この路線の開業式の日は大騒ぎであった。まだ誰も垣間見ることができなかった帝が自ら、住民の前に姿を現わしたのである。現人神が、列車に乗るために、わざわざ天から下りて来たようであった。・・・
(この日は開業後、天皇が初めて汽車にお乗りになった日で、開業日は明治五年九月十二日。天皇ご臨席で行われています)
鉄道の沿線は非常に単調である。ほとんど海沿いを走っていく。沿線は豊かに栽培され、数百年を経た樹木におおわれた神聖な丘が点在し、藁葺きの家のある小さな部落や多くの竹林によって彩られた地方を横切っている。・・・
田畑には、きびしい太陽の暑さから大きな麦藁帽子で身を守った、裸同様の労働者がいる。道には、青い長い着物を着て、油紙でできた大きな日傘をさしている人がいる。日傘のレンズ型の黄色い鮮かな色彩[蛇の目]が、景色から浮き出ている。
海に目をやると、漁師の小舟が行き交うのが見える。至る所活気に満ちている。
駅ごとに、多くの土地の人が、急いで車両に乗ってくる。群衆は騒々しく、陽気である。日本人はいつも旅が大好きであったし、また巡礼という口実で、自分の国を完全に知ることができるが、その日本人が即座に鉄道を採用したのだ。
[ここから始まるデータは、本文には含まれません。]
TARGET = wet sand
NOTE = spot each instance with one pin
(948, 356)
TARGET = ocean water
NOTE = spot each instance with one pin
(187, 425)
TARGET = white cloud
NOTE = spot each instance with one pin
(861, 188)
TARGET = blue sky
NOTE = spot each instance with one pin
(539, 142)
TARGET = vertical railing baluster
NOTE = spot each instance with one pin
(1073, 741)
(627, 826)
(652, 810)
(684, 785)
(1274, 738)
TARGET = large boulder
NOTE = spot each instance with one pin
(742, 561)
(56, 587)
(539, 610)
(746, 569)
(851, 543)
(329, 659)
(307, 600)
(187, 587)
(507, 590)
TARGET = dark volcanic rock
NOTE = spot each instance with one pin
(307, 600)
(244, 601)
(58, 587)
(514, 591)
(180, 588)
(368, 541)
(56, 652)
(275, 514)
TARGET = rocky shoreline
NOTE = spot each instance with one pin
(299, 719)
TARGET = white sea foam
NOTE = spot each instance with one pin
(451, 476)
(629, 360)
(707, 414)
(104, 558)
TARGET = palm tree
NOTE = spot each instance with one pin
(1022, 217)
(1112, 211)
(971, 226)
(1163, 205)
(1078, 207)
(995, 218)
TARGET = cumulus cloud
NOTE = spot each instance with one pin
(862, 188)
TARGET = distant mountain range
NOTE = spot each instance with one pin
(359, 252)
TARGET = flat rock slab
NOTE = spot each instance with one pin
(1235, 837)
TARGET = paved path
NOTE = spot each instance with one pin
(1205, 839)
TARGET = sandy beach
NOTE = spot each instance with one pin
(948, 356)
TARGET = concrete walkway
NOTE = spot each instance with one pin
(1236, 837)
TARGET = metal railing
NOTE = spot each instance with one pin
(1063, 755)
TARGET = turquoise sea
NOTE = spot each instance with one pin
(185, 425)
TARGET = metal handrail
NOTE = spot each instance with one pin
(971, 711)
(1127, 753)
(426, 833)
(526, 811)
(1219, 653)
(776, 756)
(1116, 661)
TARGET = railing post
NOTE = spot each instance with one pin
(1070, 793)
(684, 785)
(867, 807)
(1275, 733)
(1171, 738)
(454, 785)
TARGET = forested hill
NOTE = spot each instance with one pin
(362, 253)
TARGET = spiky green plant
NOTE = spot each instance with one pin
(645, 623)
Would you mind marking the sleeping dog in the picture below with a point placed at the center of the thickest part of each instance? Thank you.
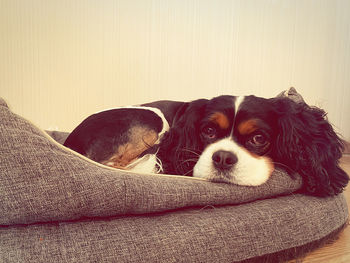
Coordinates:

・・・
東京に着く前にわれわれは品川で下りる。海を見下ろす丘の上に位置している広い郊外の街である。古い仏教寺院が外国公使館の居住地として使われているのは、このあたりである。
人力車夫はわれわれに車に乗るようにと勧める。暑さにもかかわらず、われわれは徒歩で行くことにする。興味ある事物が街道でわれわれを待っているからである。
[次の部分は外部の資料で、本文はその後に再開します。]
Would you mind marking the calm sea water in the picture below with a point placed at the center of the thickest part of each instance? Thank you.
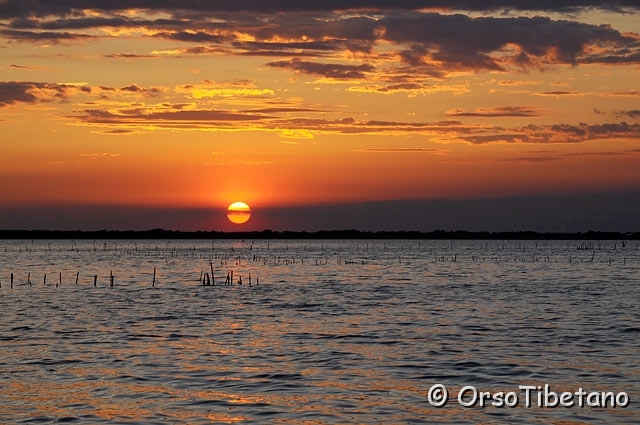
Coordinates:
(328, 332)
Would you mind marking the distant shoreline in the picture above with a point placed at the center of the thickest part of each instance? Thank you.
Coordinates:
(323, 234)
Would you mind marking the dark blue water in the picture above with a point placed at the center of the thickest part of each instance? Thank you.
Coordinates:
(328, 332)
まずは四十七忠臣(浪人 roonin)の墓がある泉岳寺Singakou-djiである。彼らは伝説的になり、また名高い文学者、近松門左衛門Tchikamatsou Mouzaimon(十八世紀)の作品[『基盤太平記』]によって有名になった。この話は語られる値打ちがある。非常に特徴のある風俗のこまごまとした話に満ちているからである。・・・
注目すべきことは、歴史的な事柄を細心の注意を払って記録する日本人は、その背景を書き留めることも決して忘れない。彼らは自然の美しさをこのうえなく愛している。このような愛情を持っている日本人は、これらの事件を風景から切り離して考えることができない。・・・
すぐ側に茶屋がある。休んだ小屋は蓙でおおわれた低い演台である。覆いがしてある台の上で、古代ローマ人が何か食べるときのように、日本人は寝そべったり、しゃがんだりしている。
一人の若者が、上半身を起こして肘で支え、腹ばいになっている。・・・彼は側で同じように寝そべっている若い娘と話をしている。われわれが立ち止まろうとする様子を見て、彼はその可愛い連れに合図をした。すると、彼女はすぐに起き上がり、われわれに挨拶をし、にこにこしてわれわれのところに来る。・・・・
若い娘は笑い、話したがる。しかし、われわれに話が通じないのがわかると、他の方法で楽しませようと努める。日本には楽しむ方法はたくさんあるのだ。
画像は菓子を投げる娘

まあ見て下さい。彼女は非常に軽い小さな菓子を、われわれのところに持って来る。かりかり食べる振りをすると、わっと吹き出して、われわれの指から彼女は華奢な手で奪い取る。それは魚の菓子なのだ。睡蓮の中にそれを投げて手をたたくと、金のうろこを持った食いしん坊が集まって来て、水の上にその菓子を飛び上がらせる。非常に愉快だ。
この優美な娘は、菓子を投げ、乾いた小さな音をたてて手をたたき、頭を斜めにかしげて、菓子よりも自分の魅力で魚を引き寄せるかのようにほほえむ。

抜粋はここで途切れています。